Conservatives on Brighton & Hove City Council have unveiled their Budget proposals ahead of next Thursday’s crucial Full Council meeting. These include:
- Restoring £60k to the Public Toilets Budget, potentially saving some of the 5 toilets proposed for closure by Labour.
- Reinstating the Council’s Noise Patrol Service which Labour wants to abolish entirely.
- Investing £93k in grass verge cutting and gully cleansing to improve the look of the city and help prevent flooding.
- Reversing Labour’s proposed cut to preventative mental health funding.
- Reversing Labour’s proposed cut to residential and respite breaks funding for children with disabilities.
- Partially reversing Labour’s proposed cuts to support for homeless households and to the community grants programme.
- Protecting the St. John’s Day Service for older people.
- Freezing the cost of business, trader and visitor parking permits.
These measures will be largely paid for through additional savings in Senior Management costs and through reductions in the 10 full-time Trade Union Officials employed by the Council – one of the highest numbers in the country.
Speaking about the proposals, Conservative Group Leader Cllr. Geoffrey Theobald, said: “We are pleased that the Labour Administration has started to carry out some of the reforms to Council services that the Conservative Group has been advocating for the last 4 or 5 years. However, there are a number of areas where we disagree with their approach – namely in cutting some of the bread and butter services that residents rely upon and also services to some highly vulnerable groups. Our fully costed amendments demonstrate that there is no need for them to make these cuts.”

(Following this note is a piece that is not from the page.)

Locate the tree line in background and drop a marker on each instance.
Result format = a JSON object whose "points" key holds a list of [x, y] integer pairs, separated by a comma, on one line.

Group Finance Spokesman, Cllr. Andrew Wealls, added: “Labour’s inheritance from the Greens’ lost years was unreformed council services, hostility to the community and voluntary sector and a chronically overspent budget. We are pleased Labour has adopted many of the ideas presented in our Conservative manifesto last year to address the challenges faced by the city. However, if we aren’t to face a crisis in future years we will need to see much faster action on reform and a willingness to challenge Labour’s vested interests to ensure our city’s frontline services are high quality and accessible, especially for those who need them most.”